A Isolux afirmou que contratou o Guerra Advogados e outros dois
escritórios de advocacia de Brasília “com atuação administrativa junto à
Aneel, para a discussão e o encontro de soluções em relação ao
reequilíbrio econômico-financeiro do contrato de concessão de linhas de
transmissão — Linhão de Tucuruí.” Área que Erenice conhece
profundamente.
Na França, está o controlador de outro megaempreendimento do setor
elétrico com a participação de Erenice, segundo fontes credenciadas do
setor. A ex-ministra atua na disputa de bilhões de reais entre as usinas
de Jirau e Santo Antônio pela alteração do nível do Rio Madeira, duas
obras do PAC. Ela, segundo essas fontes, presta consultoria para a
Energia Sustentável do Brasil (ESBR), que administra Jirau. A ESBR, que é
controlada em 60% de suas ações pela francesa GDF Suez, disse que não
se pronuncia sobre o tema da reportagem.
Segundo políticos que atuam na área de energia, Erenice está
intermediando a negociação para venda de ativos da Petrobras na
Argentina. E trabalhando para o grupo argentino Indalo, que fez uma
oferta de compra. Procurado, o grupo Indalo não se manifestou. Já a
Petrobras disse, em um primeiro momento, que não comentaria o assunto.
Duas horas e meia depois, informou desconhecer qualquer ligação de
Erenice com o grupo Indalo e esse tema.
Erenice não retornou as ligações do GLOBO. Nenhuma das empresas citadas
negou relação com ela ou com o escritório dela quando procuradas.
No meio político, chamou atenção a passagem de Erenice por Fortaleza,
no início de abril, na mesma data em que a presidente Dilma cumpria
agenda oficial na cidade. Mas não há informação de que as duas tenham se
encontrado. A presidente passou poucas horas na cidade, em eventos
públicos. Na ocasião, a ex-ministra teve uma audiência com o
vice-governador do Ceará, Domingos Filho (PMDB).

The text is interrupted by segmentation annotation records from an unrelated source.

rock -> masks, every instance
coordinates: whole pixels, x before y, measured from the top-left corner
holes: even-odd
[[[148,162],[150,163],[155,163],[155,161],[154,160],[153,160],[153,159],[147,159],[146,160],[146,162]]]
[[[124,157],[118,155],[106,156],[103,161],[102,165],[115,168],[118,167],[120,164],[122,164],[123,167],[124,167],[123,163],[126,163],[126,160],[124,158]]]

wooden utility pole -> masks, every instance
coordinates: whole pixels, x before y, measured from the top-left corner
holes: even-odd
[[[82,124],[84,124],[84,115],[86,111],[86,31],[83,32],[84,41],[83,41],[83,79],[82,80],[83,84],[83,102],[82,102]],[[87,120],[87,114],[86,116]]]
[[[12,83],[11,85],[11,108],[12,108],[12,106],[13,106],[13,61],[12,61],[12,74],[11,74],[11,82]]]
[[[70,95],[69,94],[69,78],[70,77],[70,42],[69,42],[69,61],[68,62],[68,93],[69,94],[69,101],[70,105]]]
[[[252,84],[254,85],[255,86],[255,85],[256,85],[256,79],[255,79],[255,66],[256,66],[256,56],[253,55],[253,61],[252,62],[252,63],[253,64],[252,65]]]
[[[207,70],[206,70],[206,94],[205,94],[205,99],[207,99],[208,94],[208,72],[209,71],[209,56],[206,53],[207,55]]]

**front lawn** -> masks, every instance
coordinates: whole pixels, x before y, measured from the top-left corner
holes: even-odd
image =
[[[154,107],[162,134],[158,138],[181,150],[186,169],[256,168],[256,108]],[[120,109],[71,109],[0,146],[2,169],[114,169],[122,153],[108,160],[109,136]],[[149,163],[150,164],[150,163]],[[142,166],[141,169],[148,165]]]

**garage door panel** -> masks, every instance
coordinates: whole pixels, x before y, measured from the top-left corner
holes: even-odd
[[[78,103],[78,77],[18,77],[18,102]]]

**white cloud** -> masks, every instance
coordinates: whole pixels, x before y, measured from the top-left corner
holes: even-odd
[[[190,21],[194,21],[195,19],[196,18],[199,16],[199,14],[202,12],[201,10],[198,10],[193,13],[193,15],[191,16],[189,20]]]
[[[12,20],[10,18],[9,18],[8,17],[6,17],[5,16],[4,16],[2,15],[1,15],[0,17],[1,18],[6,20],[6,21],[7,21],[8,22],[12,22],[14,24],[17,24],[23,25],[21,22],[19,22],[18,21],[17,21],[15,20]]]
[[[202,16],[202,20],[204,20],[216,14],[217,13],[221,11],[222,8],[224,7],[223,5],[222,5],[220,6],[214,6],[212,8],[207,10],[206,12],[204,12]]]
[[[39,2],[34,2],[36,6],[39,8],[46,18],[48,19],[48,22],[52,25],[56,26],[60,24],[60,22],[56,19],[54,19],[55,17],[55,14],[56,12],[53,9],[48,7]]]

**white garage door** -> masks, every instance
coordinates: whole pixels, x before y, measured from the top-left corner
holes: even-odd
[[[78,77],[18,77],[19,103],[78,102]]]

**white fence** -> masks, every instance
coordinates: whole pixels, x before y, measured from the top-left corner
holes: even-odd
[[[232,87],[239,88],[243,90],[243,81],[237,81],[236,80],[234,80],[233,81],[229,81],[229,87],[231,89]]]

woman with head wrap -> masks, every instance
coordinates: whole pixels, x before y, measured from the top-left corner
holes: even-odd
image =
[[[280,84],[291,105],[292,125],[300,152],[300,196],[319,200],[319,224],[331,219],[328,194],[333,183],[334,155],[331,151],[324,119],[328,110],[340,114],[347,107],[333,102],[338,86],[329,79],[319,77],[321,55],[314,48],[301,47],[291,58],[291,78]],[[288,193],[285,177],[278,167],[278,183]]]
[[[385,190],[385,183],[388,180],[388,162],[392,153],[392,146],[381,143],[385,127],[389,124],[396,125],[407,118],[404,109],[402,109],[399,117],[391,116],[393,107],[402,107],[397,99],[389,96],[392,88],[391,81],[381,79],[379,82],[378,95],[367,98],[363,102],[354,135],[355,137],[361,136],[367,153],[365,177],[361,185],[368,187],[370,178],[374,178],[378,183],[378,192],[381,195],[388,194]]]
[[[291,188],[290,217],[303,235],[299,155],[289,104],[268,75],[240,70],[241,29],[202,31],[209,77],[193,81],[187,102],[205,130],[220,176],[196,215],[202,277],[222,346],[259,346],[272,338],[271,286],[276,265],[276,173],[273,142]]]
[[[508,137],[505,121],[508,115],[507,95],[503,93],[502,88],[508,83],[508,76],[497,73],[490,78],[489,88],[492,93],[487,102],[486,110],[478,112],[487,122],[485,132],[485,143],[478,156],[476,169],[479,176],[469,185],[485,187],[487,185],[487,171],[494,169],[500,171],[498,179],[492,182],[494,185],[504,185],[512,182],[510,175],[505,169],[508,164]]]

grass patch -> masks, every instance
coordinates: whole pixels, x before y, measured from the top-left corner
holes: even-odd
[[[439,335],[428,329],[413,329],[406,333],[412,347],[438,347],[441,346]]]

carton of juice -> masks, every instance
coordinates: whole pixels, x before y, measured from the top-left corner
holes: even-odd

Segundo o vice-governador, Erenice pediu o encontro como consultora de
uma empresa chamada Brasil Solar. Posteriormente, ao checar a sua
agenda, a assessoria de Domingos Filho afirmou que, na verdade, a
ex-ministra marcou audiência como consultora da Solar Technics,
subsidiária do grupo GDF Suez, o mesmo da usina de Jirau. A empresa
trabalha com instalação e financiamento de grandes sistemas industriais
de produção de energia solar.
— Ela queria saber da política energética do estado. O Ceará é o único
polo no Brasil de produção de energia solar. Várias empresas nos
procuram para conhecer o projeto — disse o vice-governador ao GLOBO.
O governo do Ceará criou o Fundo de Incentivo à Energia Solar (Fies),
para atrair investimentos nesse setor. A mulher de Domingos Filho,
Patrícia Aguiar, é prefeita de Tauá, localizada em uma região que,
segundo estudo, concentra a maior radiação solar do país. Em Tauá está
localizado um projeto de produção de energia solar do empresário Eike
Batista.
Advogada, ex-funcionária pública com carreira na Eletronorte, de onde
se desligou no auge do escândalo, Erenice tem atuado basicamente na área
de energia, segundo informações obtidas nas duas últimas semanas com
diferentes fontes do governo e da iniciativa privada.
O nome de Erenice é citado em esquema de fraude do programa Minha Casa
Minha Vida, do Ministério das Cidades, como O GLOBO informou no dia 14.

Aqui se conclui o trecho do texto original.